The Role of Mediator Subunit MED30 in Licensing the c-Myc Oncogenic Program [ChIP-seq]

Despite extensive functional and structural investigation of the Mediator complex, the basis for selective functional requirements for specific Mediator subunits for the actions of specific DNA binding transcription factors remain incompletely understood. Here, we report the MED30 subunit of Mediator, one of the core subunits maintaining the complex, plays a critical role in regulating the MYC transcription program in cancer cells. This is consequent to MED30 being required for stabilizing Mediator complex and MYC binding on the genome, involving low-affinity hydrophobic interaction functions of the MYC N-terminal Intrinsic Disordered Region (IDR). A mutational screen reveals that mutations in critical residues in the MYC coiled-coil domain structurally adjacent to the IDR of MED30 strongly inhibit tumor growth, even in the presence of wild-type MED30, mimicking the effects of MED30 deletion. This study provides new insights into the principles governing the Mediator complex actions MYC-related biological processes.
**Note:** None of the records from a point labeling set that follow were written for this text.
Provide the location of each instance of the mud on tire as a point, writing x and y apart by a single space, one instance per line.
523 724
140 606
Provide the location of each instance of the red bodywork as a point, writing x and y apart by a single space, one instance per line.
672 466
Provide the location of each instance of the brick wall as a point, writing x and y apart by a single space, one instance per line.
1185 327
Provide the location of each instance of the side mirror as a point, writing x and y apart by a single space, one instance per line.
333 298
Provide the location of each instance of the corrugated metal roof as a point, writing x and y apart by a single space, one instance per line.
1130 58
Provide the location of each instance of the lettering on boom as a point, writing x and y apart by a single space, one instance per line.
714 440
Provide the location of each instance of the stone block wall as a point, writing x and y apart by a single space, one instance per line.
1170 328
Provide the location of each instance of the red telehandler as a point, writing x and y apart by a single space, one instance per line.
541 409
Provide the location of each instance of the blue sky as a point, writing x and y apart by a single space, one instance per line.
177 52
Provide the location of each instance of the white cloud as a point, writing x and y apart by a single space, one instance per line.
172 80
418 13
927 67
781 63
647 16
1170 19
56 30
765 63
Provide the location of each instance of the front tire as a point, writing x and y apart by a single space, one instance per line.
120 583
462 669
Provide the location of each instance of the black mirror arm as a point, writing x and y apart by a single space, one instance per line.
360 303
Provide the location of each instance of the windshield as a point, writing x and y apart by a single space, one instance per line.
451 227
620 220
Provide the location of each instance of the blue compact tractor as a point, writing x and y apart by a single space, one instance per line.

Overall design: To map the binding sites of Mediator component MED17, MED30 and MYC, these factors ChIP-seq were performed in Mia PaCa-2 cells with antibodies MED17 (invitrogen PA5-30314), MED30 (from Dr. Thomas G. Boyer, UT health San Antonio, homemade) and Myc (CST #9402), respectively. To test the effect of MED30 knockdown in Myc's binding, MYC ChIP-seq was perform with or without three days 0.5ug/ml Dox treatment in Dox-induced shMED30 Mia PaCa-2 cells. To test the domain/motif contribution to binding for Myc, letivrus vector expressing HA-tagged Myc fragment and WT in Dox-induced manner were intergrated into Mia PaCa-2 cells, and 0.5ug/ml Dox was administrated for 1 day, another WT sample was not treated with Dox, serving as negative control.